Recuerdo ahora la sonrisa de Josefina Robirosa. Fue muy cerca desde donde estoy escribiendo sobre esa misma sonrisa de dientes pronunciados con la que pasé varias horas en un departamento antiguo que miraba al Museo Histórico Nacional cuando la Avenida Caseros todavía no se había vuelto un (¡otro!) polo gastronómico. Jose meditaba, ya estaba meditada para cuando llegaron el té y las medialunas, en una cantidad que excedía la situación de entrevista. Quiero decir que nos excedía como si nos hubiéramos corporizado en un desayuno-vernissage para fantasmas. A corazón abierto, Jose me contó aquella mañana-tarde interminable la historia de su vida, la de una hija de la aristocracia que eludió el mandato familiar y el destino ya escrito con uno de los herederos de los Miguens para vivir con un escultor plebeyo al que amaba locamente y con el que estaba todo por escribirse.
Cada tanto se quedaba suspendida, tildada. Y volvía: reset. Sonriente. La había pasado mal pero ahora estaba todo bien. Estaba meditada.
El escultor plebeyo se llamaba Jorge Michel y les gustaba mucho ir juntos al cine. Esa mañana luminosa la pintora Robirosa (o: esa mañana la luminosa pintora Robirosa), que estaba por inaugurar una muestra de grandes y nuevos cuadros en la galería Vasari, dijo una de las dos cosas definitivas que escuché sobre el cine. Hablábamos de Jorge De la Vega, un fetiche común, de su muerte repentina, absurda, a los 40 años, saliendo del viejo canal 7. Josefina me contó que Jorge y ella eran grandes amigos suyos y desencajados por lo que le había pasado al arcángel neofigurativo se encerraron a ver tres películas en continuado en un cine de Olivos. “En el cine uno se olvida de sí mismo, ¿viste?, y nosotros queríamos ser otros y no tener nada que ver con Jorge”, dijo y me sonrío. Pensé entonces, ahí mismo, que era cierto, muy cierto, y que poco tiempo atrás había leído lo mismo pero dicho exactamente al revés por el escritor colombiano Andrés Caicedo, autor de Que viva la música!, un libro de culto que había empezado a circular de forma tardía por Buenos Aires.
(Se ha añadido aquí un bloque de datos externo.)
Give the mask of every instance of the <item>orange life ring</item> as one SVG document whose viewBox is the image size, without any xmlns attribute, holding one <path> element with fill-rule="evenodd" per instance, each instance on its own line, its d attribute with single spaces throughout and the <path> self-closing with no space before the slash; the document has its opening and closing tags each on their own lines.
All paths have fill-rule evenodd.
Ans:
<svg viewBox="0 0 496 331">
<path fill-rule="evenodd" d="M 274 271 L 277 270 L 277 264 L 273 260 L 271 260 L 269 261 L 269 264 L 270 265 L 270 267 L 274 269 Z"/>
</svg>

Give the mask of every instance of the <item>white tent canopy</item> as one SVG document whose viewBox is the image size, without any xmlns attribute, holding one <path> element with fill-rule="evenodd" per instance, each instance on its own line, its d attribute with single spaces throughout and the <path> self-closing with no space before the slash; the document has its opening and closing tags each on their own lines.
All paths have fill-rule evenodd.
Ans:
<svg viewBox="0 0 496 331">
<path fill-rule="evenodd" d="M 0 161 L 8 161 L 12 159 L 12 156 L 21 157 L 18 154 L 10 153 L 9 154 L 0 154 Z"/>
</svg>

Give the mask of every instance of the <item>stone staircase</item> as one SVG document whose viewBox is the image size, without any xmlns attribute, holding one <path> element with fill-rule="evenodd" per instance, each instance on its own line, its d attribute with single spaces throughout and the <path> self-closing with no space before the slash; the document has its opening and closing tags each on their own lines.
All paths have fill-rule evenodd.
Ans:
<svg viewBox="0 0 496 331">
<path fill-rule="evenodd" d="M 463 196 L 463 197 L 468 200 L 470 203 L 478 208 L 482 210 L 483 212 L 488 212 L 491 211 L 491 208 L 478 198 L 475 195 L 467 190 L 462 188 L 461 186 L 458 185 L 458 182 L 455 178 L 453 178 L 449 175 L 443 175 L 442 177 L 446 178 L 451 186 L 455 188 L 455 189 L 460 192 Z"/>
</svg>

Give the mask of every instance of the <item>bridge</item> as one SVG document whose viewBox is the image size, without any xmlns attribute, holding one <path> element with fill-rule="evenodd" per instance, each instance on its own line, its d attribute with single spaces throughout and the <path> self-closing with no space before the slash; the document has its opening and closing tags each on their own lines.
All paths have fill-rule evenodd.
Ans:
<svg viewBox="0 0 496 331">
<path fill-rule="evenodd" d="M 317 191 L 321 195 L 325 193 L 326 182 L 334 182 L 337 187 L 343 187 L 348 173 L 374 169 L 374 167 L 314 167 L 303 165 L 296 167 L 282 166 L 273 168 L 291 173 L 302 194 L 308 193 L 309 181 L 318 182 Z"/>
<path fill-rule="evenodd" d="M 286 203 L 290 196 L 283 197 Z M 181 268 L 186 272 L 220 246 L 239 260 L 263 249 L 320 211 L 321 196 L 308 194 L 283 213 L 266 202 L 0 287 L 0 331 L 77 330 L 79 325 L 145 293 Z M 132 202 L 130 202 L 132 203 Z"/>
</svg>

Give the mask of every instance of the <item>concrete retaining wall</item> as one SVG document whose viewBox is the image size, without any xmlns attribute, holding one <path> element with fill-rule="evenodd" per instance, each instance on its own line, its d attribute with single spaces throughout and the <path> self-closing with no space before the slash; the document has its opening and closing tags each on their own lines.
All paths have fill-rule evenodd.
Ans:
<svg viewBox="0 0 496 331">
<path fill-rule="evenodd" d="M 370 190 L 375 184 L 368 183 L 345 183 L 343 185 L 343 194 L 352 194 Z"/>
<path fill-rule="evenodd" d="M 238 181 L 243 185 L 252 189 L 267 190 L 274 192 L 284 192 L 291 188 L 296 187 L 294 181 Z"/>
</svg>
Caicedo era tan cinéfilo como Josefina, la niña criada en el Palacio Sans Souci que quería pintar, y había escrito en neón que se entraba al cine para que las películas nos dijeran algo sobre nosotros mismos que desconocíamos o creíamos desconocer. Perderse o encontrarse, ser proyectados por la proyección. Josefina escuchó esto mismo que acabo de escribir sobre Caicedo encantada. Una niña gigante que sonreía demasiado.
En mayo van a cumplirse tres años sin Josefina en su departamento antiguo y elegante de Parque Lezama. De su obra siempre me intrigaron unas esferas que hacía en los 60, como un planeta independiente del extendido pop art que cubría el horizonte de la época. Pero nada me resultó más atractivo a la hora de escribirla de nuevo que aquella sonrisa con la que me esperaba detrás de una puerta de madera tan larga como ella. Vuelve a mí cada vez que una película hace que olvide la realidad o que un personaje me susurre algo que creía desconocer sobre mí. Ahí, en ese micro-cine en el que la pintora y el escultor siguen viendo funciones en continuado, ad eternum.